Consider localisation as a key business priority. Simply translating your site into another language using an online translation service isn’t enough.

There are approximately 518,512,109 internet users in Europe alone. Does your website cater to the cultural, literal and legal needs of these multiple countries? Certain colours, terms or images may be deemed offensive in a particular culture. Certain words change meaning from country to country and historic cultural sensitivities must be considered. We are operating in an internationally integrated market where national and cultural resources are interchangeable. In order to be successful, you need to adapt.


Did you know 56.2% of consumers say that the ability to obtain information in their own language is more important than price? By investing in website localisation and SEO optimization now, you are highly likely to enjoy organic business growth and subsequent incremental profits in future.

Your online presence

This is such a huge topic most people simply do not know where to begin. I would always recommend social media monitoring as a first step to gain a greater understanding of your brand presence, competitive intelligence, industry share of voice and thought leadership.

There is no quick fix way to improve online presence. The key is simply this:

Engagement, Engagement, Engagement!!!

Get involved in industry discussions, contribute in forums, post news updates and ‘like’ pages that are relevant to your business. Write topical articles in a company blog and integrate with Facebook, Twitter and Linked In pages, as well as your website. Utilise all content created by your business and recycle content if needs be! A sentence from a press release could create an interesting Twitter discussion.

But don’t get carried away.
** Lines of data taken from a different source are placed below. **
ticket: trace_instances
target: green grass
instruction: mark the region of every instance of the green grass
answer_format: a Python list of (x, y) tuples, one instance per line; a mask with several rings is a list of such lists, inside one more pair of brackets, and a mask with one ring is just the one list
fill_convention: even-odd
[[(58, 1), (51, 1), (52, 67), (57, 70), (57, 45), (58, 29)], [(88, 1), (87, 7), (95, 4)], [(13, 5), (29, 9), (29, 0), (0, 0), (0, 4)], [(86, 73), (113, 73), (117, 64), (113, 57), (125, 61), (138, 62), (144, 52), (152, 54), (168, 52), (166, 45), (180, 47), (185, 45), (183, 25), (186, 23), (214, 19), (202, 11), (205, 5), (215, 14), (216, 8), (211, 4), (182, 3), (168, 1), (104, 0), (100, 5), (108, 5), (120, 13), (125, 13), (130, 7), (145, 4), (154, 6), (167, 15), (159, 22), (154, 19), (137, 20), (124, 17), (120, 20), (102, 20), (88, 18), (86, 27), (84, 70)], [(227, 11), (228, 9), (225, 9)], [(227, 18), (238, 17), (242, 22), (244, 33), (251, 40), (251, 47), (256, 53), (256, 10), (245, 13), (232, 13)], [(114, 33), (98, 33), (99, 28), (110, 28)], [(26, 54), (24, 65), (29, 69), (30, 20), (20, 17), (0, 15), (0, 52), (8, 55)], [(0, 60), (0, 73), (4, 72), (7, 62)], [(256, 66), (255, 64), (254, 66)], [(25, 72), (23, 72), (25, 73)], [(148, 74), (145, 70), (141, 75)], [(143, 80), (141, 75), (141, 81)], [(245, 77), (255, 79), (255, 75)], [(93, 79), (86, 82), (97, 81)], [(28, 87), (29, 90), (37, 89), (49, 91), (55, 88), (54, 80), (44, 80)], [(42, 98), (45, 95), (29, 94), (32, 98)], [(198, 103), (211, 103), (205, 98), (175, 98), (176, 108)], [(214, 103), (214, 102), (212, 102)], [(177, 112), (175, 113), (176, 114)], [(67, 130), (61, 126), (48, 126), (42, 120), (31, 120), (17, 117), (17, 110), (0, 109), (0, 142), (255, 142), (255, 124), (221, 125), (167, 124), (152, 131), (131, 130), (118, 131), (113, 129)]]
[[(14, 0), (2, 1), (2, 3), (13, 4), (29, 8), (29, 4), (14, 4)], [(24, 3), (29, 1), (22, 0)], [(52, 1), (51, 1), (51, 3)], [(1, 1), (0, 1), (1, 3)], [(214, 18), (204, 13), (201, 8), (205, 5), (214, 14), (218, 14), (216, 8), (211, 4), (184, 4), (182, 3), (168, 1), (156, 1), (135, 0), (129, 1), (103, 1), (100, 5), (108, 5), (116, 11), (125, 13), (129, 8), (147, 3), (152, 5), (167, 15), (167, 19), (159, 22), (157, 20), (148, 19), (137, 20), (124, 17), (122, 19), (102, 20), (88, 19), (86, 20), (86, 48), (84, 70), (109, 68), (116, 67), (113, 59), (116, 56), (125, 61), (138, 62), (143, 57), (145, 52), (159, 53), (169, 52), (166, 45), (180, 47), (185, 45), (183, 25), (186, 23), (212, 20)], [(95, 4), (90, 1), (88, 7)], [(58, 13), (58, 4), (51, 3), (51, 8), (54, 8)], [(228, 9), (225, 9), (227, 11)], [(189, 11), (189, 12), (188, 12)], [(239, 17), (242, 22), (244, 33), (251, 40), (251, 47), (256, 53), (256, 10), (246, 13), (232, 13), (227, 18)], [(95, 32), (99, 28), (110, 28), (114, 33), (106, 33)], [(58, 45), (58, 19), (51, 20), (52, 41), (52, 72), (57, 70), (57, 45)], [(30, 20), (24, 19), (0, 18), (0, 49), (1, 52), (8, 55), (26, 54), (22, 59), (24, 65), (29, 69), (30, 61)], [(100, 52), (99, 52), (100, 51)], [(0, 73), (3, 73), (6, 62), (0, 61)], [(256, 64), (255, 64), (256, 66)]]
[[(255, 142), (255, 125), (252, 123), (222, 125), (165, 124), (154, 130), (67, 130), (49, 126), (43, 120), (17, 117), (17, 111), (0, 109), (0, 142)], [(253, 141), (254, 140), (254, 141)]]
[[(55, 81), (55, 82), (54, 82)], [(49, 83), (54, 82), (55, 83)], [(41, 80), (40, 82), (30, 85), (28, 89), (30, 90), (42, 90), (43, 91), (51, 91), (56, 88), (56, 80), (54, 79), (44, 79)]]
Remember you want to be perceived as credible. Only post relevant and interesting content. Nobody in your industry needs to know what you had for breakfast.

Look into document translation services to gauge the potential value multi-lingual content could have for your business. Your product or service could satisfy overseas demands not currently met.

Through effective content marketing you can reach a broader audience and establish yourself as an industry expert.

Your online strategy

Your online strategy should of course be set with the intention of achieving your marketing objectives for 2013, which should in turn be aligned to your corporate objectives.

Remember, your strategy will create longer term direction whereas your tactics will satisfy shorter term objectives such as a boost in website traffic or increased Facebook ‘likes’.

Ask yourself; what do we want to achieve in terms of online presence? Who are we looking to target and how can we increase our share of voice? Are we looking to increase market share or increase sales?

Ensure your brand doesn’t become diluted by ensuring a consistent cross-cultural message. Engage experts to localise your website and help optimise your content to improve SEO.

The digital world is constantly evolving and your online strategy will need to evolve with these changes throughout the year to ensure your business is seen as innovative and current.